La signature d’un accord de coopération stratégique entre l’Université de Szeged et Roche Hongrie a également eu lieu lors de la Journée de l’innovation. L’objectif de ce document est que les deux parties soutiennent mutuellement leurs activités de recherche, de développement et de formation, et lancent de nouveaux projets d’innovation communs. La coopération envisagée mettra l’accent notamment sur la neurologie, l’immunologie, l’oncologie, la cardiologie, la diabétologie, les maladies rares, l’ophtalmologie, la biologie médicale et l’anatomie pathologique. Au cœur du partenariat se trouvent des solutions de santé numérique adaptées au 21e siècle, l’amélioration de l’organisation des soins et de la communication entre médecins et patients, ainsi que le renforcement de la prévention, de l’éducation du grand public et de la culture de santé.
L’événement comprenait également la remise des prix de l’innovation de l’Université de Szeged et des lettres de mission du fonds SZTE Proof of Concept 2025, qui ont mis en avant des projets tels qu’une « brique verte », le logiciel éducatif d’évaluation des compétences E-dia ou encore un système de mesure toxicologique basé sur l’intelligence artificielle, autant de développements déjà tournés vers le marché.
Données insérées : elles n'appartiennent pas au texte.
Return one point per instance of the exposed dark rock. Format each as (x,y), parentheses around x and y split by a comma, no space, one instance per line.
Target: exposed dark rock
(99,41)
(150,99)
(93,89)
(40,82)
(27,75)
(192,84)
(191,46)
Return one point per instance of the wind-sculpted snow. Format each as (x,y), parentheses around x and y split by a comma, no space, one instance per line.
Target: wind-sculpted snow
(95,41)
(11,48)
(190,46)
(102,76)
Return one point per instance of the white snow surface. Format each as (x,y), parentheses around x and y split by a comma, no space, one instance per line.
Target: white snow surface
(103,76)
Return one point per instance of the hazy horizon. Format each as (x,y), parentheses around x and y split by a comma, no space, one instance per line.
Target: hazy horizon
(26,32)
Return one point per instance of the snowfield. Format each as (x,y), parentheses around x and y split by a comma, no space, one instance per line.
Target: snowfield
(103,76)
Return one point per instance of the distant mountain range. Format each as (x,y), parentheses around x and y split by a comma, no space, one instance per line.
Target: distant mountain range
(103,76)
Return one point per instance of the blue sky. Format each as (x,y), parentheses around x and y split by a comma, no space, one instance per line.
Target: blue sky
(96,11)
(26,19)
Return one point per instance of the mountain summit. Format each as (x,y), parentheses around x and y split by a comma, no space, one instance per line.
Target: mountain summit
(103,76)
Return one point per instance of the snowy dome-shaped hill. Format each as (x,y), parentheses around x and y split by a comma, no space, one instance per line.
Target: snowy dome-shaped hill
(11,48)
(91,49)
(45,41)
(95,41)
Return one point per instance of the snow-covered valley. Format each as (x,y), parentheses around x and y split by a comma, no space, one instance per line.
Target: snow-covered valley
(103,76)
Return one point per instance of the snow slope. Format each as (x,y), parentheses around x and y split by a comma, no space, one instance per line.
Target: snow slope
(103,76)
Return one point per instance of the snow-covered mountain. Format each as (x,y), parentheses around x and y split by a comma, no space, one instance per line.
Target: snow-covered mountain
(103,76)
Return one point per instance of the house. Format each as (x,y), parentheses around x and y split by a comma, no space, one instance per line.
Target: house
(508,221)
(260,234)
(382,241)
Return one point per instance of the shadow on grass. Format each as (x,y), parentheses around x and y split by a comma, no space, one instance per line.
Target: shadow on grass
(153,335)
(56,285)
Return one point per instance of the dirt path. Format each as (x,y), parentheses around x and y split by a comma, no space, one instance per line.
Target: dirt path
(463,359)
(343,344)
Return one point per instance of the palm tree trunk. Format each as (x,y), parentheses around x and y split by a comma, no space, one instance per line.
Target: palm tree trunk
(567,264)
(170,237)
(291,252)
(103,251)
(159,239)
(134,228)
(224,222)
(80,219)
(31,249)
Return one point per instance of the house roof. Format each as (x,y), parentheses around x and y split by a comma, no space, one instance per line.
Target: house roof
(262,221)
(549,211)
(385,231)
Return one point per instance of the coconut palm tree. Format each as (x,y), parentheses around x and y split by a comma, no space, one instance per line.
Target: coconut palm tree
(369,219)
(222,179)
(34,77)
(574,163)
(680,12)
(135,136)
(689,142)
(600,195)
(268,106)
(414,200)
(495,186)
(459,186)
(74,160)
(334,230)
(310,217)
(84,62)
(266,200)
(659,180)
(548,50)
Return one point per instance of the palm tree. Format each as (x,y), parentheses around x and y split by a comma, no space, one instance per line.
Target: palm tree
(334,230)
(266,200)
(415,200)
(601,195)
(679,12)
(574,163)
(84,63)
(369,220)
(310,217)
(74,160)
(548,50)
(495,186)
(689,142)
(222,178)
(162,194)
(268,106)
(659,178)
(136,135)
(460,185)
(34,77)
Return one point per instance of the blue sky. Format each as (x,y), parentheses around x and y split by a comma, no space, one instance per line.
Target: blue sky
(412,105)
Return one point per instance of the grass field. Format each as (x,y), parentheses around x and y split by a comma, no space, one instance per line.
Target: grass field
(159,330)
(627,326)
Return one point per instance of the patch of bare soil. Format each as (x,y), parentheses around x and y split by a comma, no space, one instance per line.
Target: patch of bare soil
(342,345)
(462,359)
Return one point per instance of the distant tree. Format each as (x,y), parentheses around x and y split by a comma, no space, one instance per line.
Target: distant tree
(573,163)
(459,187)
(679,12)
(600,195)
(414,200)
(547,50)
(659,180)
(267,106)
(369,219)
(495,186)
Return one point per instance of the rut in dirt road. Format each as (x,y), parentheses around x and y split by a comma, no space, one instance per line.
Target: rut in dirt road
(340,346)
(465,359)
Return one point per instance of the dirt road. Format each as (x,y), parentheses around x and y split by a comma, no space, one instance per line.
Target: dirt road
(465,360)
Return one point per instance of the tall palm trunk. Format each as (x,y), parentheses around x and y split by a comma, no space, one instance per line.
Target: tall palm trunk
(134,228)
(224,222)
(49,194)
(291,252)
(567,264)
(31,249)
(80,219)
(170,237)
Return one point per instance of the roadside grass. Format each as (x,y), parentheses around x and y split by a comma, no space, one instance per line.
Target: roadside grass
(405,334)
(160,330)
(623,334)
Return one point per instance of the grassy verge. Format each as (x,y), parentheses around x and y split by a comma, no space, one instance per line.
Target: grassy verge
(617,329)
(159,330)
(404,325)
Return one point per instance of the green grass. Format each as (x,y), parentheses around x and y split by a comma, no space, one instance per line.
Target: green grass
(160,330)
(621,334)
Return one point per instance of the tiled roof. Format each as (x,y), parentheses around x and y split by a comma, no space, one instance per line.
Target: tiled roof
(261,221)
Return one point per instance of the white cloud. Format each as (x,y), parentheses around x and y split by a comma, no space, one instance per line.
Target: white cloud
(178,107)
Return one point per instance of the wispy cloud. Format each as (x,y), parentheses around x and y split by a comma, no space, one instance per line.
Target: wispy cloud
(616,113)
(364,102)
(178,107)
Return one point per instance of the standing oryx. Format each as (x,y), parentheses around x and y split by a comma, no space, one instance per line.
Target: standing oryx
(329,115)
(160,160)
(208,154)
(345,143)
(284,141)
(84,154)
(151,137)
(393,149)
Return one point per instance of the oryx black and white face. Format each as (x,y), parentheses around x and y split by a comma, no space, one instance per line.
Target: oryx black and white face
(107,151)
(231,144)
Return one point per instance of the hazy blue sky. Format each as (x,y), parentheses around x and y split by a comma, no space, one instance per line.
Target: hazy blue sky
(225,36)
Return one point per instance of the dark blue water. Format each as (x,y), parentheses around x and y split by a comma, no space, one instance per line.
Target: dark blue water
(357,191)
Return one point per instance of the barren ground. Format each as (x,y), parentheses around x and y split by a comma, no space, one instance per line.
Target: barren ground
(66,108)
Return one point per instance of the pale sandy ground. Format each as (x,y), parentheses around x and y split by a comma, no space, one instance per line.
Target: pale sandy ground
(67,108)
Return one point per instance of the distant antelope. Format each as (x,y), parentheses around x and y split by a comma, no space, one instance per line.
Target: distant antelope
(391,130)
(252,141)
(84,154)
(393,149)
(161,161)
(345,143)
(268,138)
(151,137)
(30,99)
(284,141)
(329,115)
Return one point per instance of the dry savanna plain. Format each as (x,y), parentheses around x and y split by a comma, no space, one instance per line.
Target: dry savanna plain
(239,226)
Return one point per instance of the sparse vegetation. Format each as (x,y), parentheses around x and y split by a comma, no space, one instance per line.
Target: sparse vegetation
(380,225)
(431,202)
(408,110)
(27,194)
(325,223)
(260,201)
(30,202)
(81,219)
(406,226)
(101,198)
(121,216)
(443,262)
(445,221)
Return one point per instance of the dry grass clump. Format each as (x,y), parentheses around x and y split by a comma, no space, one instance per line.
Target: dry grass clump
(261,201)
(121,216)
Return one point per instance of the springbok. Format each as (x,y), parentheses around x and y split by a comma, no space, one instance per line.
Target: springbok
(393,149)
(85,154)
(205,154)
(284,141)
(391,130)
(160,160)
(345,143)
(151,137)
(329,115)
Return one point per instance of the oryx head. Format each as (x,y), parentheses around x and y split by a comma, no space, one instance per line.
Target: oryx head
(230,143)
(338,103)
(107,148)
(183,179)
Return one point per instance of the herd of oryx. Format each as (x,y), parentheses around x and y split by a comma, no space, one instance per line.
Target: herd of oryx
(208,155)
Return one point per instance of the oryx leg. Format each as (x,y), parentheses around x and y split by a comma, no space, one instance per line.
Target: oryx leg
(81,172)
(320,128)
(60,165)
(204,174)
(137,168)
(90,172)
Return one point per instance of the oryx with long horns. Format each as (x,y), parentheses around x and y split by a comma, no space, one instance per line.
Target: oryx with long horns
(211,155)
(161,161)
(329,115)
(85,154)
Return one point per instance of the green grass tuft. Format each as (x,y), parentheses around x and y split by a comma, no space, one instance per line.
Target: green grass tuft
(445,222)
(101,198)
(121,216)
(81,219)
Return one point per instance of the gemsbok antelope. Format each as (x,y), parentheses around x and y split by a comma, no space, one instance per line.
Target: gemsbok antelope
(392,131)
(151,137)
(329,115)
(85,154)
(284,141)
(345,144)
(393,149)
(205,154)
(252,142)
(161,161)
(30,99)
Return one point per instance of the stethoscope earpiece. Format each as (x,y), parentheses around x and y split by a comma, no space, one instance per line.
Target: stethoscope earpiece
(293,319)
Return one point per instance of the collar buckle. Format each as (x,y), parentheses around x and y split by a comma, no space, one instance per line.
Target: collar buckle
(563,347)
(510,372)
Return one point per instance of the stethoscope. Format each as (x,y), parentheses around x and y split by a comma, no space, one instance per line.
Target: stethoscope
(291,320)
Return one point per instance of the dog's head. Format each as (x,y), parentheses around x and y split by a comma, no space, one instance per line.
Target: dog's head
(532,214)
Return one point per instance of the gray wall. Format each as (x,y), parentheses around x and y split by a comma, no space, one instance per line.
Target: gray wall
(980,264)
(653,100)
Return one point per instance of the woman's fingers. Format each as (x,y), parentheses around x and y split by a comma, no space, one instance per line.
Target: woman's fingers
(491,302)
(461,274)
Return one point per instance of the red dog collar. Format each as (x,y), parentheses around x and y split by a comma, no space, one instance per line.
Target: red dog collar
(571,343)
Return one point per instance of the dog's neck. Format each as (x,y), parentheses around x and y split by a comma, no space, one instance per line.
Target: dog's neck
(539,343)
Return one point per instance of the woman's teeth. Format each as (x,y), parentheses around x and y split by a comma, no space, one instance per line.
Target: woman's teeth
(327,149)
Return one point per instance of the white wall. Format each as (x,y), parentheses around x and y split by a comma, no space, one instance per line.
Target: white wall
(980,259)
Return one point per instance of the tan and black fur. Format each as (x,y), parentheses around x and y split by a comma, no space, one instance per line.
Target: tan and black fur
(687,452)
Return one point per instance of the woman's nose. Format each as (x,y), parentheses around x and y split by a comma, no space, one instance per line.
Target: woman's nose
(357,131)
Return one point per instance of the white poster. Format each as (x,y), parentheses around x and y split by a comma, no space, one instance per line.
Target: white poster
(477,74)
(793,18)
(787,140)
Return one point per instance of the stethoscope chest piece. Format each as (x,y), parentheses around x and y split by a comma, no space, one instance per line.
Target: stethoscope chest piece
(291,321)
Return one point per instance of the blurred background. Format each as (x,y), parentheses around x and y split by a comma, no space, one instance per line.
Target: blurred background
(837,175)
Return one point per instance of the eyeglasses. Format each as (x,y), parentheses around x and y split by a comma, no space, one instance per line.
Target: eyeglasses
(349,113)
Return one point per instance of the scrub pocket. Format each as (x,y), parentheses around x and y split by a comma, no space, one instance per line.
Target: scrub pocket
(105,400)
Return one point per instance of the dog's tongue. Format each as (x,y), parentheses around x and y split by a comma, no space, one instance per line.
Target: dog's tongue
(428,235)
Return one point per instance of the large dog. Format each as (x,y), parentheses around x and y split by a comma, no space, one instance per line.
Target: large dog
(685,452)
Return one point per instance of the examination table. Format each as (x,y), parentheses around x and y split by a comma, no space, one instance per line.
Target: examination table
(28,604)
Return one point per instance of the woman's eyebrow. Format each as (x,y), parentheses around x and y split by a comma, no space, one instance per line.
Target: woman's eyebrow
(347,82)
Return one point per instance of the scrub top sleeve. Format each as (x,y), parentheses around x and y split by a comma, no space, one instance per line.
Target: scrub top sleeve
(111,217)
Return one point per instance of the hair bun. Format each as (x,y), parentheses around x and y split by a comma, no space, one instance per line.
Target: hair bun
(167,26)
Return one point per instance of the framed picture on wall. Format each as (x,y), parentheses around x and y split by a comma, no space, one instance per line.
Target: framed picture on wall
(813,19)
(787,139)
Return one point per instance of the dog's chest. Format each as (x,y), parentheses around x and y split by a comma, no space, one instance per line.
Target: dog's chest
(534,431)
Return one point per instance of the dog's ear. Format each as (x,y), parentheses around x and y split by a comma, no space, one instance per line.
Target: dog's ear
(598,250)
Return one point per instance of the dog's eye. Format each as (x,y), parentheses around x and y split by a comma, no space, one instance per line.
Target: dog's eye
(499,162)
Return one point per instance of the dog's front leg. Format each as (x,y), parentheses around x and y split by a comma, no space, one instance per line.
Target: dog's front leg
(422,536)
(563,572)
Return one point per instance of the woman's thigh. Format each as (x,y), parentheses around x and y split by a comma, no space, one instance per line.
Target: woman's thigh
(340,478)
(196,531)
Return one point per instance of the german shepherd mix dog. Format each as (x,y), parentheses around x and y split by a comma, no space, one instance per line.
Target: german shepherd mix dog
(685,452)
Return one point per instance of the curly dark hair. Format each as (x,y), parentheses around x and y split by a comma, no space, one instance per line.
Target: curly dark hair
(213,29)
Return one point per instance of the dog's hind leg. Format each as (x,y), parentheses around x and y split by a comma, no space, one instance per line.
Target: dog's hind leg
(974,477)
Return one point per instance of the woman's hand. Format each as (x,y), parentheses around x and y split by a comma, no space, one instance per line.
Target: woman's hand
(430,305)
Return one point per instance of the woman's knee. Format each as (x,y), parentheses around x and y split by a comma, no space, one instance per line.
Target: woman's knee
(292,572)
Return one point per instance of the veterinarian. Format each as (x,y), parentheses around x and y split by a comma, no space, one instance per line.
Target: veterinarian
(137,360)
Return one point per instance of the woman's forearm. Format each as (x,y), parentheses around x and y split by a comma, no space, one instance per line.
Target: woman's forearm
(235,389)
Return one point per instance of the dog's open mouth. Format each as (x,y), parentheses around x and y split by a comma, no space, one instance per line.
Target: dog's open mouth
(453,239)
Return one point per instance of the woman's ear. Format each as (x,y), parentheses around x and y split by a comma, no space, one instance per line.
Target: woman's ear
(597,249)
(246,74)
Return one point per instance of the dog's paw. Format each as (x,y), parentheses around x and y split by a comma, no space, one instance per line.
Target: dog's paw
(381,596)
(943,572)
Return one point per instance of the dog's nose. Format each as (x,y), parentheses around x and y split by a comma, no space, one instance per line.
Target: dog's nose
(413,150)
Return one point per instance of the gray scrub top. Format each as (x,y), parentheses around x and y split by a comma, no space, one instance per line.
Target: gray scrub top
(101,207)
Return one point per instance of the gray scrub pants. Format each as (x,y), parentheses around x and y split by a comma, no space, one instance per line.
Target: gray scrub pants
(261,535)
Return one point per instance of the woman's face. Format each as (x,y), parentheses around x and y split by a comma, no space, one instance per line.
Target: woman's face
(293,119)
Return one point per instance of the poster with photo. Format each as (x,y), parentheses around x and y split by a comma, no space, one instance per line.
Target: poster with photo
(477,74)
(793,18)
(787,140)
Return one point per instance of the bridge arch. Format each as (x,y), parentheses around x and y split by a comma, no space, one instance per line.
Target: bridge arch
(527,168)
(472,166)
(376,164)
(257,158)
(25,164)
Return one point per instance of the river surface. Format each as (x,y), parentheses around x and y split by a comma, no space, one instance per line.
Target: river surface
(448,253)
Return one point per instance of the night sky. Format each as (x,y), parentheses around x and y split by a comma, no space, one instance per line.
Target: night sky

Selon les dirigeants de Roche, ce nouvel accord n’est pas une simple formalité, mais un exemple de coopération étroite entre un acteur mondial de l’industrie de la santé et une université de recherche de tout premier plan. La Journée de l’innovation à Szeged a ainsi montré à la fois comment les idées peuvent devenir des technologies utiles, comment la recherche universitaire peut se transformer en thérapies appliquées au chevet des patients, et comment un centre régional peut devenir l’un des acteurs clés pour permettre à la population hongroise de vivre plus longtemps et en meilleure santé.